How to find anomalies with Telmai without coding or training your data
Finding anomalies in data is not a one-time process, rather it’s an ongoing process that requires continuous monitoring, updating, and maintenance to ensure that the data remains accurate, complete, and consistent over time.
Telmai uses a combination of supervised and unsupervised learning, and statistical methods to learn from your data, measure, and score its quality.
In Telmai, you can detect two distinct kinds of anomalies. They require different approaches.
- Anomalous records/values within a dataset
- Anomalies in data metric trends
The former one focuses on anomalous, inaccurate, or invalid values within a snapshot of data at a point in time.
The later type requires taking into account historical trends of particular data metrics, like number of records, mean value, percent of nulls/empty etc. and apply various methods to determine if observed data metric is anomalous.
We will explain each below:
Detecting anomalous records/values within a dataset
To detect anomalous records and values within a dataset, Telmai does not require prior knowledge of the data, its semantics, or a historical baseline for training before it detects data quality issues.

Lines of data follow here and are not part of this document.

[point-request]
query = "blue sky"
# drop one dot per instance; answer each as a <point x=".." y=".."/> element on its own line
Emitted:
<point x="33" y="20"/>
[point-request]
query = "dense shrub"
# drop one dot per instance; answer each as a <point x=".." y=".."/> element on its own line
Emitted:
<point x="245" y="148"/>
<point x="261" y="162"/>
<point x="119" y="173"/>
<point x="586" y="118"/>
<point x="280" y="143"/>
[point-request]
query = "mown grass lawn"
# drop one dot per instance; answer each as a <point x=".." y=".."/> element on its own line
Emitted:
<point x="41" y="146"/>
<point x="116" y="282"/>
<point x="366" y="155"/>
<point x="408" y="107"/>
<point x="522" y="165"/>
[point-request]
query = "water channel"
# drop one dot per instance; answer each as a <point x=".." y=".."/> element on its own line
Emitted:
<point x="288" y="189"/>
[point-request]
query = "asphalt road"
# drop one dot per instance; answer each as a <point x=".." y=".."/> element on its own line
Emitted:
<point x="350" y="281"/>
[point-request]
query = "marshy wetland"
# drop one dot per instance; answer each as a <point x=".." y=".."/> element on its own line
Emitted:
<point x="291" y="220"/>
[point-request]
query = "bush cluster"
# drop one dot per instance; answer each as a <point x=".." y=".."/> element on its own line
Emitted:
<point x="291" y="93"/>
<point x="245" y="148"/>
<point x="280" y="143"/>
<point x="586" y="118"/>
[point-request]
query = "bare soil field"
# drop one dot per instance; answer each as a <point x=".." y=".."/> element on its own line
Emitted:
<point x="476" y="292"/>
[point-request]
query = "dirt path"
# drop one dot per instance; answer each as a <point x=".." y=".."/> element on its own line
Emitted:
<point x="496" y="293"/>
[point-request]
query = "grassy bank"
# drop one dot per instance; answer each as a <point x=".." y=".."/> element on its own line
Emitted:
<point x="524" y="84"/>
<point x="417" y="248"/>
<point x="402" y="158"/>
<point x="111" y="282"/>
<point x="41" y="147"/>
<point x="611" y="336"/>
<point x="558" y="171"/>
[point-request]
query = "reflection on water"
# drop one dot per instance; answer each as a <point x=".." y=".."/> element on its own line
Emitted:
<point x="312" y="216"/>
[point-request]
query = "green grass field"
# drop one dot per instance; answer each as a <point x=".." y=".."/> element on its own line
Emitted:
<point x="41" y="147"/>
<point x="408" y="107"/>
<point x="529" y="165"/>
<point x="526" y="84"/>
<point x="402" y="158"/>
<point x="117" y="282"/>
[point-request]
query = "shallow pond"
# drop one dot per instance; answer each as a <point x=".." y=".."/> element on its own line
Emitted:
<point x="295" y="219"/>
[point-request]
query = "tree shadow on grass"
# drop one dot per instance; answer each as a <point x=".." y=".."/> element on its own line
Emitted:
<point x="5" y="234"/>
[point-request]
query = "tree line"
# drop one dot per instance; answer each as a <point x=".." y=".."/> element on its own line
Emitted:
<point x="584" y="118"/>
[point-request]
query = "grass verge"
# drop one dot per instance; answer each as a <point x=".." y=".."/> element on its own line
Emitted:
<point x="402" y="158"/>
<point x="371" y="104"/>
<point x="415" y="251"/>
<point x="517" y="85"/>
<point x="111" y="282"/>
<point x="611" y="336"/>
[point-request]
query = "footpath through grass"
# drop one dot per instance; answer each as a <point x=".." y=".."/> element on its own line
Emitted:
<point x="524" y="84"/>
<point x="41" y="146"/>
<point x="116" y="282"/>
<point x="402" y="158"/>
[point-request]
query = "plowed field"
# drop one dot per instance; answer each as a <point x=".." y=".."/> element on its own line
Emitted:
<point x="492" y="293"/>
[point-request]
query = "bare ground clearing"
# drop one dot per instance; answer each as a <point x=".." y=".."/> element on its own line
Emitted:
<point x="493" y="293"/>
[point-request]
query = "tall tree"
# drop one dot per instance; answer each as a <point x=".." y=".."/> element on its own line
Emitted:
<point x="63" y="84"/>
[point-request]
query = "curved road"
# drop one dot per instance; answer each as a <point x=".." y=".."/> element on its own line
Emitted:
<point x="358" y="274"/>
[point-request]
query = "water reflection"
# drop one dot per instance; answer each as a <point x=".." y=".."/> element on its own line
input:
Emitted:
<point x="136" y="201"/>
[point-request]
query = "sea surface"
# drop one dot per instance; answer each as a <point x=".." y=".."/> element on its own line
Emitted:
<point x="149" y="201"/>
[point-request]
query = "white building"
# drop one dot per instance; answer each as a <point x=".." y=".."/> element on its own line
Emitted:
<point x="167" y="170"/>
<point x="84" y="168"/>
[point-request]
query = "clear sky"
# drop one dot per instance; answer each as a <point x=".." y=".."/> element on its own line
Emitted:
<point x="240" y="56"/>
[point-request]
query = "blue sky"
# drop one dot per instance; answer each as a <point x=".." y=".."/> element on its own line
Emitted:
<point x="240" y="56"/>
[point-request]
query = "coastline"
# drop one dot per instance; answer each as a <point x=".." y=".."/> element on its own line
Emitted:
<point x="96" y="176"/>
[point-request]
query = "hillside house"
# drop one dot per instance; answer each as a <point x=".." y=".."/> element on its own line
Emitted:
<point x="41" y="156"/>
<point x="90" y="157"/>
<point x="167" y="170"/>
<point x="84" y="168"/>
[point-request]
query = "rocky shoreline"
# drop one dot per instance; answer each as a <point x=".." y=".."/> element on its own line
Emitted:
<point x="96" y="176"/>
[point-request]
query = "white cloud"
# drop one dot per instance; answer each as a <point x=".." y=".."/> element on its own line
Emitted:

As soon as you connect to your data Telmai analyzes all the values of each attribute (e.g. zip code) and uses statistical methods to determine what formats and patterns are anomalous. For example, if a 3-letter value shows up in the zip code attribute where the majority of the data is 5 digits, Telmai determines that as an anomalous value, helping you accelerate the time to detection of your data quality issues.
You can combine this unsupervised learning with your input and reinforce what the system has discovered. For example, when a 3-digit zip code is identified as an unaccepted value, you can reinforce that within the UI and Telmai will adapt to that next time it analyzes your data quality score.
Detecting anomalies in data metrics using time series
To detect anomalies in data metric trends, Telmai uses time-series analysis to inform you about drifts in your data over time. These drifts include schema drifts, correctness, freshness, completeness, value distribution drifts, and a lot more. You can set up alerts and notifications to get informed about any drifts in your data, or you can rely on Telmai’s predictions about the future values in your data.
Through time-series analysis, Telmai is able to predict a threshold for future expected value. For example, by observing a historical completeness at around 80%-90% range, Telmai predicts a range of future values to help you set the right remediation in place before any downstream impact. Notice that Telmai provides this out of the box; you do not need a data science team to prepare training data that is representative of normal and edge scenarios, train a data model over time, or measure the performance of the model against real world scenarios, and much more.
Telmai is natively designed to automatically find anomalies in data on the first load. As time goes on, when your data crosses a certain threshold or falls outside historical patterns, alerts and notifications help you uncover changes in your data and key data quality KPIs.